With continuing reference to FIGURES 2-4, the contour C defines a delineated prostate organ, which is then partitioned by a manual prostate partitioning user interface sub-module 54 and/or by an automatic prostate partitioning sub-module 56. FIGURE 3 illustrates conventional sextant partitioning. In this approach, the prostate is divided into sextants: the base is defined as the upper third which extends from the vesical margin of the prostate; the mid-region defined as the central third and the apex defined as the remaining inferior third; and each third is further divided into a right and a left side. In an automatic approach, the leftmost extremity of the delineated prostate organ (that is, the contour C) is denoted by a left vertical cursor at 0.00, the rightmost extremity of the delineated prostate organ C is denoted by a right vertical cursor at 1.00, and the half-way point is denoted by a vertical cursor at 0.50. In similar fashion the vertical direction is subdivided into equal portions by: a horizontal cursor at the uppermost extremity of the delineated prostate organ C (vertical position 0.00); a horizontal cursor at the lowermost extremity of the delineated prostate organ C (vertical position 1.00); and two equi-spaced horizontal cursors at vertical positions 0.33 and 0.67. This partitioning is readily performed in automated fashion respective to a bounding box BB that bounds the delineated prostate organ C. Optionally, the user can utilize the manual prostate partitioning user interface sub-module 54 operating the user interface 32 to adjust the partition cursors - for example, FIGURE 3 shows a horizontal partition cursor control HCC being used to adjust the cursor initially placed at vertical position 0.33.

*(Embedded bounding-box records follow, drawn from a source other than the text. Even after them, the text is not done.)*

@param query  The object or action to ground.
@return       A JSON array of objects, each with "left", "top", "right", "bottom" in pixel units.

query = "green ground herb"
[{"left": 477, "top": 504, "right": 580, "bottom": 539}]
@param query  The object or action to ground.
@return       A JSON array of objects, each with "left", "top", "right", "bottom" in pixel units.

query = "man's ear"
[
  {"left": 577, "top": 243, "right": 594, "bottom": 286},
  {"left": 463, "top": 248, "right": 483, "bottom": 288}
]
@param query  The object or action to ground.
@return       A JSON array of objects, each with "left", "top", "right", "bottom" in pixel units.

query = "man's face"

The sextant partitioning shown in FIGURE 3 is advantageous in that is correlates with the conventional sextant analysis typically used in histopathology for diagnosing, staging, or assessing treatment of prostate cancer. This enables quantitative image analyses performed on the prostate partitions defined by the sextant partitioning of FIGURE 3 to be directly compared with non-imaging histopathology results. However, sextant partitionins is relatively coarse, as it divides the prostate into only six partitions. Accordingly, in some embodiments the prostate partitioning sub-module 54, 56 enable the user to select a user-selected number of prostate partitions, and the partitioning partitions the delineated prostate organ C into the user-selected number of prostate partitions. To maintain direct comparisons with conventional sextant-based histopathology results, it is preferable for the user-selected number to be user selectable from a group consisting of the number six (corresponding to conventional sextant partitioning) and at least one number other than the number six.

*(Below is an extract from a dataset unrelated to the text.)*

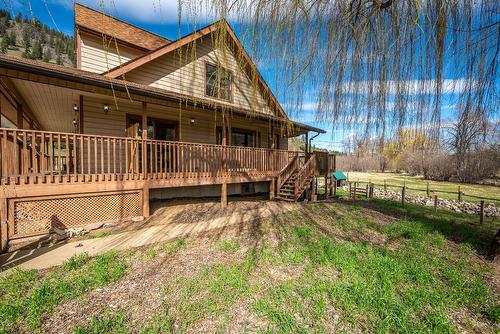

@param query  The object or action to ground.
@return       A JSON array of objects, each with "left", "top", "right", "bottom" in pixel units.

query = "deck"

FIGURE 4 shows an example of partitioning into nine partitions. The partitioning of FIGURE 4 employs the same vertical partitioning as in conventional sextant partitioning, with equipartitioning of the bounding box BB yielding partitioning horizontal cursors at vertical positions 0.00, 0.33, 0.67, and 1.00, each of which optionally is adjustable manually. To obtain nine partitions, the horizontal partitioning is increased in FIGURE 4 as compared with conventional sextant partitioning, so that there are four vertical partition cursors at 0.00, 0.33, 0.67, and 1.00, each of which optionally is adjustable manually. For example, an illustrative vertical partition cursor control VCC is shown for adjusting the vertical cursor at horizontal position 0.67.
In some embodiments, the user selected number of partitions is selected in an mxn format, where m indicates the number of vertical partitions and n indicates the number of horizontal partitions. In such an embodiment, conventional sextant partitioning is selected by selecting 3x2 partitioning, while the partitioning into 9 partitions shown in FIGURE 4 is selected by selecting 3x3 partitioning, and so forth. Analogous with the prostate contouring, it is also to be appreciated that in some embodiments only one of the partitioning sub-modules 54, 56 is provided (by way of example, if only manual partitioning is provided then the automatic partitioning sub-module 56 is suitably omitted; or vice versa). For three-dimensional images, it is also contemplated to select the user selected number of partitions in an mxnxp format, where the third parameter p denotes the number of partitions along the third dimension. For example, a 3x3x3 partitioning would partition a three-dimensional image into 27 partitions.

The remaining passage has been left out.